At a press conference this afternoon, the governor began laying the groundwork for the upcoming recovery effort. An hour after President Bush declared California a "major disaster area," Schwarzenegger praised local, state and federal agencies for their efforts, saying "everything has been, so far, going really well."
Returning residents to their normal lives, the governor said, would be the next step in responding to the fires. Several "one-stop shops" across the affected region would be set up by the state's Office of Emergency Services to help residents "replace records lost in the fire, file insurance claims" and seek new housing.

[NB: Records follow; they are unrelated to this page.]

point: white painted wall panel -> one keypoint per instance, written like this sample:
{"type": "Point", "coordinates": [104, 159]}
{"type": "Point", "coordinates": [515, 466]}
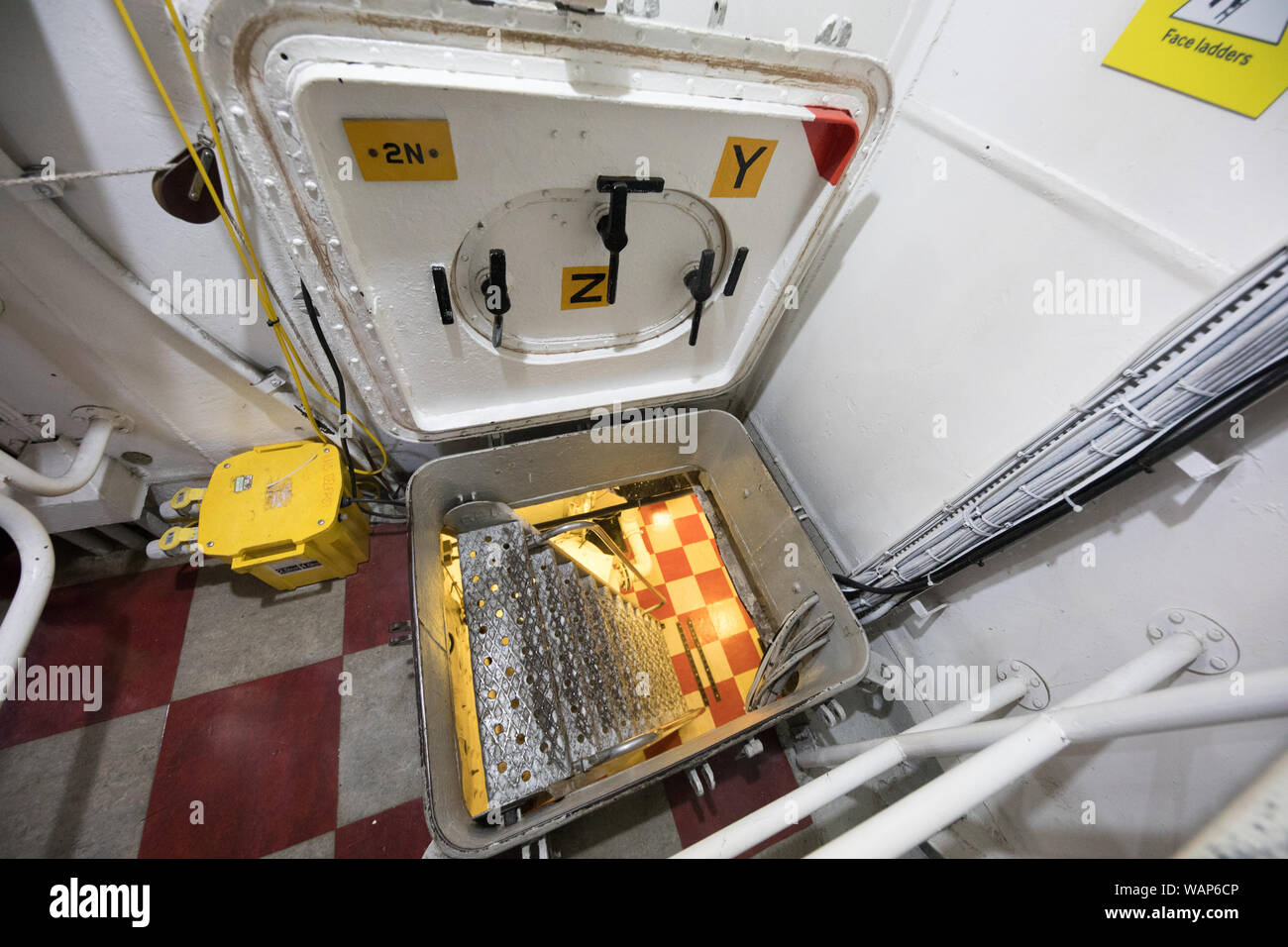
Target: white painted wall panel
{"type": "Point", "coordinates": [1054, 163]}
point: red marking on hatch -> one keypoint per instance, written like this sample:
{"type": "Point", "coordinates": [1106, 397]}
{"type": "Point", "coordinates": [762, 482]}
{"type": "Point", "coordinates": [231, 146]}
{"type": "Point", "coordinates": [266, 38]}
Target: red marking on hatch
{"type": "Point", "coordinates": [833, 137]}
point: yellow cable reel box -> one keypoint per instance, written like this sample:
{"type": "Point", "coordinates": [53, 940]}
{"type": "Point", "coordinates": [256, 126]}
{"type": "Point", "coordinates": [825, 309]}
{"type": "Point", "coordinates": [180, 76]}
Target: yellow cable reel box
{"type": "Point", "coordinates": [274, 512]}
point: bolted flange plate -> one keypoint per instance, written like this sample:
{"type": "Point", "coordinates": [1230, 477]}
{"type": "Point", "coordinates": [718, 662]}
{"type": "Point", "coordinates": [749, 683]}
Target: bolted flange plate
{"type": "Point", "coordinates": [1220, 651]}
{"type": "Point", "coordinates": [89, 412]}
{"type": "Point", "coordinates": [1038, 696]}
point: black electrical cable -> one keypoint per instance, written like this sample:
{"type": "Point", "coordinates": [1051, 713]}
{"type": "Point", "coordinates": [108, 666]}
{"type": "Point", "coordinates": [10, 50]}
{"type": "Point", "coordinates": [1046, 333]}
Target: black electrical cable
{"type": "Point", "coordinates": [339, 384]}
{"type": "Point", "coordinates": [1205, 419]}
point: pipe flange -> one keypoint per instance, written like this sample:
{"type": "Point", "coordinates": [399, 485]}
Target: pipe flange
{"type": "Point", "coordinates": [90, 412]}
{"type": "Point", "coordinates": [1220, 651]}
{"type": "Point", "coordinates": [1038, 694]}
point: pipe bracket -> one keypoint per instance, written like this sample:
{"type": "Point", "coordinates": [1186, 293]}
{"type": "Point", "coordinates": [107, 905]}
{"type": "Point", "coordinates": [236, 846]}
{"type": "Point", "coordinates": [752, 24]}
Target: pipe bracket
{"type": "Point", "coordinates": [1220, 651]}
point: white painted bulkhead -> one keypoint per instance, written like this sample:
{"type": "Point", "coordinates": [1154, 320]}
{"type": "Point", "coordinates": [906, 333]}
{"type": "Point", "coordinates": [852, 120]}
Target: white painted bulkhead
{"type": "Point", "coordinates": [1013, 158]}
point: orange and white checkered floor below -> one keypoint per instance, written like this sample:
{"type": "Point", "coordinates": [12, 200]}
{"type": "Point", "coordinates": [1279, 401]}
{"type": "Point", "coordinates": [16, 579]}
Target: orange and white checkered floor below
{"type": "Point", "coordinates": [698, 596]}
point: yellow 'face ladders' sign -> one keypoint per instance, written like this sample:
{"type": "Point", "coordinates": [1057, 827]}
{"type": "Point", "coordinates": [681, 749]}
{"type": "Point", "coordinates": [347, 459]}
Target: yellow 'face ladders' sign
{"type": "Point", "coordinates": [742, 166]}
{"type": "Point", "coordinates": [1233, 53]}
{"type": "Point", "coordinates": [402, 149]}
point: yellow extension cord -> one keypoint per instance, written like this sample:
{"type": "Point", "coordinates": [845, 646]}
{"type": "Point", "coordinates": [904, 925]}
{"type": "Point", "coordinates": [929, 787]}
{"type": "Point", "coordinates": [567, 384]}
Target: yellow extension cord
{"type": "Point", "coordinates": [239, 234]}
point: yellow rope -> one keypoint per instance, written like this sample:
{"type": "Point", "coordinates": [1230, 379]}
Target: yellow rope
{"type": "Point", "coordinates": [239, 234]}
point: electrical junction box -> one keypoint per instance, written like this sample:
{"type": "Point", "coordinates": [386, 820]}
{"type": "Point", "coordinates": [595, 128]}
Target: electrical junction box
{"type": "Point", "coordinates": [393, 138]}
{"type": "Point", "coordinates": [274, 512]}
{"type": "Point", "coordinates": [513, 215]}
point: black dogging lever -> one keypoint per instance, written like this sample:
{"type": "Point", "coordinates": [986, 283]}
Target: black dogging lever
{"type": "Point", "coordinates": [496, 296]}
{"type": "Point", "coordinates": [698, 282]}
{"type": "Point", "coordinates": [612, 226]}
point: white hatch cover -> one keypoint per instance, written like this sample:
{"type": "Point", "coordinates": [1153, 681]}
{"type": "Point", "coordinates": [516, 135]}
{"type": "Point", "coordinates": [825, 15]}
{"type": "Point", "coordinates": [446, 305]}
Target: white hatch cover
{"type": "Point", "coordinates": [510, 150]}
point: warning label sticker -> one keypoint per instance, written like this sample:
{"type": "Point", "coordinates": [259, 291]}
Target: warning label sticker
{"type": "Point", "coordinates": [742, 166]}
{"type": "Point", "coordinates": [402, 149]}
{"type": "Point", "coordinates": [1231, 53]}
{"type": "Point", "coordinates": [583, 287]}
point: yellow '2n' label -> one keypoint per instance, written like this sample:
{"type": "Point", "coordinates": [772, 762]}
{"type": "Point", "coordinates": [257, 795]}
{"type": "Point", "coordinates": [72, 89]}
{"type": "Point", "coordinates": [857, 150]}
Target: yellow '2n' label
{"type": "Point", "coordinates": [742, 166]}
{"type": "Point", "coordinates": [402, 149]}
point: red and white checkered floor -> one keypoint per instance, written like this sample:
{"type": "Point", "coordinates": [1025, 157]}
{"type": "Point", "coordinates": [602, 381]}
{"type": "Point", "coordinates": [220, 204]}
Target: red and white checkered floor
{"type": "Point", "coordinates": [240, 722]}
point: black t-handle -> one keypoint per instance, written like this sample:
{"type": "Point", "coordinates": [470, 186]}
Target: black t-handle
{"type": "Point", "coordinates": [612, 231]}
{"type": "Point", "coordinates": [496, 296]}
{"type": "Point", "coordinates": [698, 282]}
{"type": "Point", "coordinates": [612, 226]}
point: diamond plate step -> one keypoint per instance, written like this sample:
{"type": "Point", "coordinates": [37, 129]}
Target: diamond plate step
{"type": "Point", "coordinates": [522, 735]}
{"type": "Point", "coordinates": [565, 669]}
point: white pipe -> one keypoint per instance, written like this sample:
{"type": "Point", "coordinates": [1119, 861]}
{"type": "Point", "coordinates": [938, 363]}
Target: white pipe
{"type": "Point", "coordinates": [953, 741]}
{"type": "Point", "coordinates": [82, 467]}
{"type": "Point", "coordinates": [943, 800]}
{"type": "Point", "coordinates": [37, 554]}
{"type": "Point", "coordinates": [772, 818]}
{"type": "Point", "coordinates": [119, 273]}
{"type": "Point", "coordinates": [634, 535]}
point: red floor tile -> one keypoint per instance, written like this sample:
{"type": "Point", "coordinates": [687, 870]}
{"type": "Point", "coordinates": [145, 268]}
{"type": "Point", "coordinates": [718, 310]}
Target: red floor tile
{"type": "Point", "coordinates": [730, 705]}
{"type": "Point", "coordinates": [130, 626]}
{"type": "Point", "coordinates": [684, 672]}
{"type": "Point", "coordinates": [742, 787]}
{"type": "Point", "coordinates": [262, 758]}
{"type": "Point", "coordinates": [674, 564]}
{"type": "Point", "coordinates": [702, 626]}
{"type": "Point", "coordinates": [713, 585]}
{"type": "Point", "coordinates": [398, 832]}
{"type": "Point", "coordinates": [378, 594]}
{"type": "Point", "coordinates": [655, 509]}
{"type": "Point", "coordinates": [741, 652]}
{"type": "Point", "coordinates": [691, 530]}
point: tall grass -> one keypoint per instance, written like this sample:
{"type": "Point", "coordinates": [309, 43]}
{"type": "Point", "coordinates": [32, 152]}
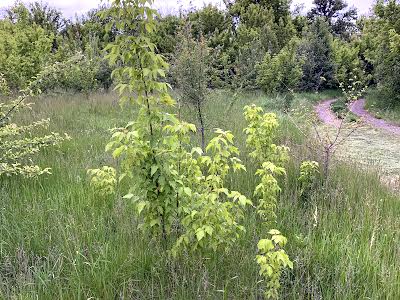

The raging fires have burned 400,000 acres and destroyed more than 1,200 homes and businesses. At least six people have died during fire rescue efforts and evacuations, and more than 900,000 people have been told to leave their homes to avoid the danger, according to various estimates.
Late this afternoon a law enforcement official said state authorities and the FBI have searched an Orange County home and booked a man under investigation for arson, The Associated Press reported.
"FBI Los Angeles is assisting Orange County fire officials and sheriff's office in an ongoing investigation into the source of some of the fires," FBI spokesman Richard Kolko told the AP. He referred all other questions to local authorities.
Though the response to state and federal efforts has been generally positive, Schwarzenegger has been dogged by some critics who say protocols established after the fires of 2003 were not implemented quickly enough.
"From the 2003 fire we learned a lot," Schwarzenegger said at a press conference. "We will always have a lack of resources," but through agreements made with several states in the wake of those earlier fires, additional resources were on their way to California, he said.
Earlier Wednesday, President Bush declared a national state of emergency for seven California counties, opening the door to greater federal funding for those areas hardest hit by wildfire.
The people of California, the President said, "can rest assured that the federal government will do everything we can to fight these fires."
In addition to the grants, the federal government has committed 1,500 National Guard troops.
Improved weather and decreased winds led San Diego Mayor Jerry Brown to lift the evacuation order for parts of his city and said residents from areas of Delmar Heights and Carmel Valley could return to their homes today as fires continued to burn through Southern California, resulting in nearly 1 million evacuees.
Sanders called on San Diego residents to "do everything we can as a community to fight this fire … saving water, saving energy and staying off the road as much as possible."
Sanders echoed earlier statements by Gov. Arnold Schwarzenegger and praised the cooperative efforts of local, state and federal authorities to evacuate the region.
Officials said that there were no reports of new fires today, but that they were still days away from containing the blazes dotted across the landscape.